People tend to have strong reactions when it comes to the idea of eating ‘pets’. Let me say right away that I don’t really see the difference between eating any sort of animal. I have kept and loved rabbits, guinea pigs and horses, yet have happily eaten the meat of all three when I had the opportunity. The sort of dog that crops up on Asian menus is not, incidentally, the sort you keep as a pet – these dogs are generally bred for their meat in the same way as chickens or cows.

In many places, like Vietnam, dog meat is a delicacy which is expensive and tricky to track down. In North Korea, where the soup is offered at only 5 euros a bowl, it proved hard to refuse the chance to try a brand new culinary experience.

So did I like it? The straight answer is no. It arrived at the table looking murky and unappealing, like particularly dirty dishwater, and some fishing about was required to find the slightly purplish strands of meat at the bottom of the bowl. Then it did not really taste of much, even when I scooped in the entire accompanying saucer of chili paste. My main objection, however, was the texture. This was like too-soft lamb which came apart in my mouth in a way I really did not care for.

I could not finish this, and will not be ordering dog meat soup again. If anyone offers me something slightly different, however, like maybe roasted dog, well, who knows….


Ginseng Skin Tonic

Just a few kilometres away from the DMZ is the North Korean town of Kaesong, which is famous not only for being the sole place that switched from South to North Korea after the armistice was signed, but also for its ginseng. Something about the soil and the water supply there means that it produces a high quality crop which is much sought after.

You can buy this special ginseng and the various products made from it in other places, notably Pyongyang, but Kaesong itself is the best place to go shopping.

Face packs, candy and natural roots aside, the item which particularly caught my eye was this skin tonic, mostly because it comes with an actual ginseng root suspended in the bottle. (Spoiler alert for family members: I brought several of these home to stash away as quirky Christmas presents…)

The Koreans call ginseng the ‘elixir of life’ and make many claims as to its properties if you eat it. I can’t say I agree with any of them, as eating ginseng tends to make my nose bleed, but this skin tonic was irresistible.

Not only does it claim to maintain the moisture balance of your skin, keeping it smooth and elastic, it also apparently improves the colour and prevents your skin from aging. The product is unisex, and the instructions say to massage it into your skin with your fingers after washing or shaving.

I actually found it quite drying, although it would probably work very well for oily skin. The jury is still out on the anti-aging, so one can but hope.

At the moment, the only way of getting more seems to be to go back to North Korea. Unless of course there is a breakthrough at the summit in Singapore next week….


North Korean Wine

Category : Food

Tensions are very high between North and South Korea right now, with chances of a political rapprochement appearing slim. Yet not that long ago, relations were good enough for a rail line to be built joining the 2 countries.
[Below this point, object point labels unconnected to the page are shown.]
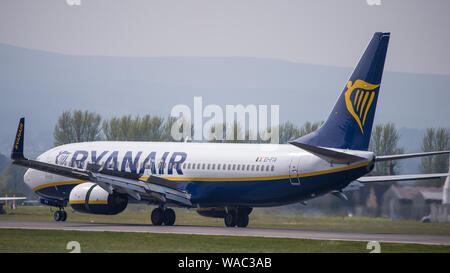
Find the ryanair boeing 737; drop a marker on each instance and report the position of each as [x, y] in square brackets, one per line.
[221, 180]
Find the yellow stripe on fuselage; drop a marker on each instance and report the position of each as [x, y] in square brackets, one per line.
[261, 178]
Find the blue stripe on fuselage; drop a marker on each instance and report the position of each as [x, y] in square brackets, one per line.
[248, 193]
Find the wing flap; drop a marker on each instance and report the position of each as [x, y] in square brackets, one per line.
[328, 154]
[403, 156]
[390, 178]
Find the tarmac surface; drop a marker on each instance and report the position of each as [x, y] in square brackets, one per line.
[224, 231]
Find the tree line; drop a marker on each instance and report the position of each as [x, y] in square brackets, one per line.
[80, 126]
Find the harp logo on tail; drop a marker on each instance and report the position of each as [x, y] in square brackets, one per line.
[358, 99]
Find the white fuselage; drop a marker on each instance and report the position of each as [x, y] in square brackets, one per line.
[209, 171]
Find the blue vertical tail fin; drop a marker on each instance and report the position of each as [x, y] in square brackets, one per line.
[349, 125]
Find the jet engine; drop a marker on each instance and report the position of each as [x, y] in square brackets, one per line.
[91, 198]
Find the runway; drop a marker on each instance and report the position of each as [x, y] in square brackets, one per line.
[223, 231]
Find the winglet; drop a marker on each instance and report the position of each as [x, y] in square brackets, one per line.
[17, 151]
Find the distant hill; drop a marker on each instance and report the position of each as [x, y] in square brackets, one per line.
[41, 85]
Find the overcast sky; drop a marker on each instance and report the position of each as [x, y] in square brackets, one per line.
[328, 32]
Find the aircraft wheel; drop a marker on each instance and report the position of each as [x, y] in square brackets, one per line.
[230, 219]
[169, 217]
[242, 220]
[157, 217]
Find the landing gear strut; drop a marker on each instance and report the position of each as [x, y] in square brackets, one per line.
[238, 217]
[161, 215]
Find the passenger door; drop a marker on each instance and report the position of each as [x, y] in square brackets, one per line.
[293, 170]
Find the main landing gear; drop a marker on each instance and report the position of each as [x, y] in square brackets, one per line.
[238, 217]
[161, 215]
[60, 215]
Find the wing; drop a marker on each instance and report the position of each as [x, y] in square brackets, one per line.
[390, 178]
[155, 187]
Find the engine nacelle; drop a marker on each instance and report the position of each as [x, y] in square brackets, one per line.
[91, 198]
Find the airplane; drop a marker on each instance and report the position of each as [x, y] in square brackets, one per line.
[221, 180]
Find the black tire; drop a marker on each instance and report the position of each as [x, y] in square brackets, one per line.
[157, 217]
[242, 220]
[57, 216]
[169, 217]
[63, 216]
[230, 219]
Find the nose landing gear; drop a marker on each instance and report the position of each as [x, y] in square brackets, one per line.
[237, 217]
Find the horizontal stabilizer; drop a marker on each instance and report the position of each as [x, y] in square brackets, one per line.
[390, 178]
[328, 154]
[403, 156]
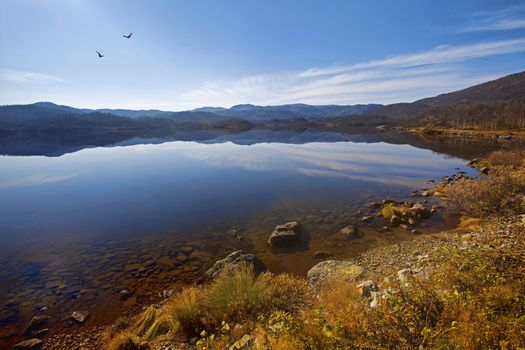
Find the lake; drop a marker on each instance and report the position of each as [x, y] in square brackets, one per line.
[78, 228]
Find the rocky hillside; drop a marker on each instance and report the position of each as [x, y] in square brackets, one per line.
[505, 89]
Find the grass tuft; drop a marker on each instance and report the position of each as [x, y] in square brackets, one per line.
[124, 341]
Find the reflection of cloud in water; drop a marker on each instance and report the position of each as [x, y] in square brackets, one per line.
[35, 180]
[374, 162]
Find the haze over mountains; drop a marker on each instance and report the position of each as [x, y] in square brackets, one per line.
[494, 95]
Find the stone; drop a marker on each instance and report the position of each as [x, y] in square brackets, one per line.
[350, 232]
[246, 342]
[366, 218]
[466, 237]
[322, 255]
[419, 210]
[374, 205]
[335, 270]
[144, 345]
[79, 316]
[165, 262]
[375, 301]
[285, 236]
[29, 344]
[402, 275]
[235, 234]
[234, 261]
[36, 323]
[473, 162]
[395, 220]
[124, 294]
[366, 287]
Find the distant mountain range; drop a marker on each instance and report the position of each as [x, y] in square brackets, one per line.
[492, 96]
[246, 111]
[509, 88]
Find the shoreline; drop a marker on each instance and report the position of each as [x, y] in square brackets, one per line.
[96, 334]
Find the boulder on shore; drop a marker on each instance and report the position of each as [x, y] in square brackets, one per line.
[79, 316]
[333, 270]
[29, 344]
[285, 236]
[234, 261]
[351, 232]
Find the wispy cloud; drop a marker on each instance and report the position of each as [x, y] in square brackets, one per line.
[17, 76]
[35, 180]
[397, 78]
[509, 18]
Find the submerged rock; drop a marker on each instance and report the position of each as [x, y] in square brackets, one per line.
[124, 294]
[29, 344]
[351, 232]
[235, 260]
[36, 323]
[79, 316]
[285, 236]
[235, 234]
[322, 254]
[333, 270]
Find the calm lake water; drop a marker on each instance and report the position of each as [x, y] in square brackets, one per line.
[77, 229]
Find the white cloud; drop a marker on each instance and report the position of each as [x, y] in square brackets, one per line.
[393, 79]
[17, 76]
[35, 180]
[509, 18]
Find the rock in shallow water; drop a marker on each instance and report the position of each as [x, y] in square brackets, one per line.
[28, 344]
[351, 232]
[235, 260]
[79, 317]
[36, 323]
[322, 254]
[285, 236]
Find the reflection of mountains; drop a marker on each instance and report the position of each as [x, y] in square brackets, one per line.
[56, 146]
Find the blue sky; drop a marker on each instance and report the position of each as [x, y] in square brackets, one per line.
[186, 54]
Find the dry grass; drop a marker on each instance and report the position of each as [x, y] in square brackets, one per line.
[501, 192]
[471, 298]
[124, 341]
[505, 158]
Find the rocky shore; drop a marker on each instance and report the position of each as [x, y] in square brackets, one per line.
[371, 270]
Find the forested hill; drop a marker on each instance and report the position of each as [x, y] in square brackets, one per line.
[495, 105]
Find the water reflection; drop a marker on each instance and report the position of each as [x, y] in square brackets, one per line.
[77, 229]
For almost a year, starting in December 2007, one freight train a day crossed the border, taking materials from the South to the Kaesong Industrial Region, and returning with North Korean goods. The line never carried passengers, and now looks like it never will, but the shiny, immaculate station of Dorasan still stands on the border, and some of those North Korean goods, the guides say, are still available at the souvenir stands in the waiting room.

It is tricky to get into the DMZ at this point, but a guided tour will give you half an hour or so to wander round Dorasan.  It looks just like a miniature airport building, complete with customs barriers for international arrivals and departures, and although it is standing empty everything is ready to go again at a moment’s notice. It demonstrates the apparent wish of South Korea for peace and a friendly relationship with their neighbours in the North.
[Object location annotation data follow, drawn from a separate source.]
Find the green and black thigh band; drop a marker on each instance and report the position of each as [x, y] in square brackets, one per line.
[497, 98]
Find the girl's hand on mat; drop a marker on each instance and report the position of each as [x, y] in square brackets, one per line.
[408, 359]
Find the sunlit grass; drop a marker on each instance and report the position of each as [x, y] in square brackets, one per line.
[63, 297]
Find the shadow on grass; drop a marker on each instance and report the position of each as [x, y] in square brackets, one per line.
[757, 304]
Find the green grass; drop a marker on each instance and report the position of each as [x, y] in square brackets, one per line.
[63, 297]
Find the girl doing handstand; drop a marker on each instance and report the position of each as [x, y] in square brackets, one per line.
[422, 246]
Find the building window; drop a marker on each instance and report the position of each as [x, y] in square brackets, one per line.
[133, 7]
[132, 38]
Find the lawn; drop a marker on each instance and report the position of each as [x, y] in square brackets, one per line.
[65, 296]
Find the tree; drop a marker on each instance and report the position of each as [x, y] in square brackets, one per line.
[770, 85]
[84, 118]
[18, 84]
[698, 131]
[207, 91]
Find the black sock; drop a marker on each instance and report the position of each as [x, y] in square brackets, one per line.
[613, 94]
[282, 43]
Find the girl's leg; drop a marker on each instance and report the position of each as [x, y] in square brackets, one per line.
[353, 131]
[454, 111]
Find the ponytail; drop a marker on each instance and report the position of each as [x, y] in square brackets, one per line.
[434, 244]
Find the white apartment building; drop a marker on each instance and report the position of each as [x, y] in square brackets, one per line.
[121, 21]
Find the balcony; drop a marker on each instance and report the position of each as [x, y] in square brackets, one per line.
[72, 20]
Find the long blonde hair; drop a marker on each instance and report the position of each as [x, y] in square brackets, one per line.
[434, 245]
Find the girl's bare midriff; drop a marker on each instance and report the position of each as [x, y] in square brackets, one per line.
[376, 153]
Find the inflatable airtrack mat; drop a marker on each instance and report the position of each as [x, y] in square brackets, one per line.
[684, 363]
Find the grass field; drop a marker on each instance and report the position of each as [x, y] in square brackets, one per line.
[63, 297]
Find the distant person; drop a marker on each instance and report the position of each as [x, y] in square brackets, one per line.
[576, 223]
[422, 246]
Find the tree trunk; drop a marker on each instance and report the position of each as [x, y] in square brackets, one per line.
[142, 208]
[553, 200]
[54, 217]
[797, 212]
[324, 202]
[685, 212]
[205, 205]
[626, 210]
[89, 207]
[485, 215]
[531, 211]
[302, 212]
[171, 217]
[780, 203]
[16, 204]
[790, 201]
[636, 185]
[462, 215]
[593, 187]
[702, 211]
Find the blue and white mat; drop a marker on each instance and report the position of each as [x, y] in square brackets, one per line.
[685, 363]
And there are indeed some interesting items on sale at those souvenir stalls.

Never one to pass up a shopping opportunity and possible new taste experience, I snapped up some North Korean wine. It’s made from wild grapes, is ‘organic’ in that chemical fertilisers and pesticides are presumably hard to come by in the North, and has so many floating bits that it suggests they don’t have filters up there, either.
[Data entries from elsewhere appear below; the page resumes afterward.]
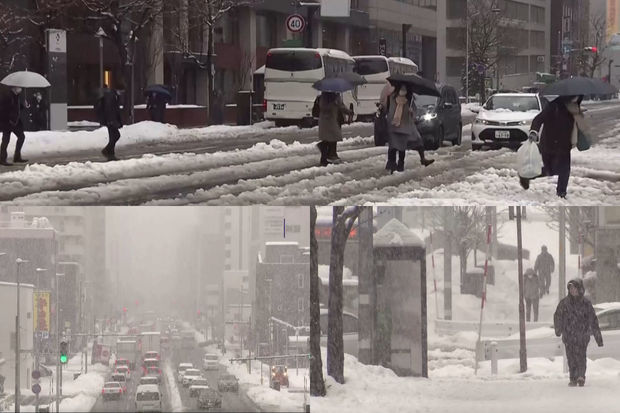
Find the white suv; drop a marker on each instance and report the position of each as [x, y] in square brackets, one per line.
[505, 120]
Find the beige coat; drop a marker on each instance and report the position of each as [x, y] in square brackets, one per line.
[329, 128]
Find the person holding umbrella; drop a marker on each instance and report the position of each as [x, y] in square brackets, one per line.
[10, 111]
[331, 111]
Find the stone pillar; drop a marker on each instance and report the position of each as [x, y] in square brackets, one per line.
[247, 39]
[155, 54]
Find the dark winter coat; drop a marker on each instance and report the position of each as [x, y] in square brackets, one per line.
[544, 264]
[532, 286]
[575, 319]
[330, 110]
[558, 125]
[111, 109]
[10, 109]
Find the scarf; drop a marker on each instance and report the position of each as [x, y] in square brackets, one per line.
[575, 110]
[401, 101]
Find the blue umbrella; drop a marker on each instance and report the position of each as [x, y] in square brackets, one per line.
[333, 84]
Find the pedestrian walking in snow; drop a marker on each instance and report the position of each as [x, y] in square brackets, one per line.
[575, 320]
[561, 119]
[532, 291]
[110, 116]
[331, 113]
[11, 122]
[402, 132]
[544, 266]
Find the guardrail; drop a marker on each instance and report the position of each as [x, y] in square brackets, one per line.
[489, 328]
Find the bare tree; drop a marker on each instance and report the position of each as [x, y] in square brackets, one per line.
[125, 22]
[317, 384]
[343, 220]
[491, 39]
[592, 35]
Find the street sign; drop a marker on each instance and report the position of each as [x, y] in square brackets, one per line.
[295, 23]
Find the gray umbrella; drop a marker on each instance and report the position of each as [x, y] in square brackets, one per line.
[578, 86]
But never mind, this is not something you can pick up any time at the local off-licence.

When it came to sampling this, however, I was sadly disappointed. I mean, I wasn’t seriously expecting it to taste like a French wine, but I was hoping it would actually be drinkable. Unfortunately, the sealing process had failed – the screw top was not just loose but also impossible to remove without resorting to brute force and a knife.

I have no idea when this wine was bottled, but it had empathically not survived very long. The smell was atrocious, and a tiny drop convinced me that this was more like battery acid than wine and drinking it might be a really bad move. I’m afraid it went down the sink.

Still, as a curiosity, it was definitely worth a shot.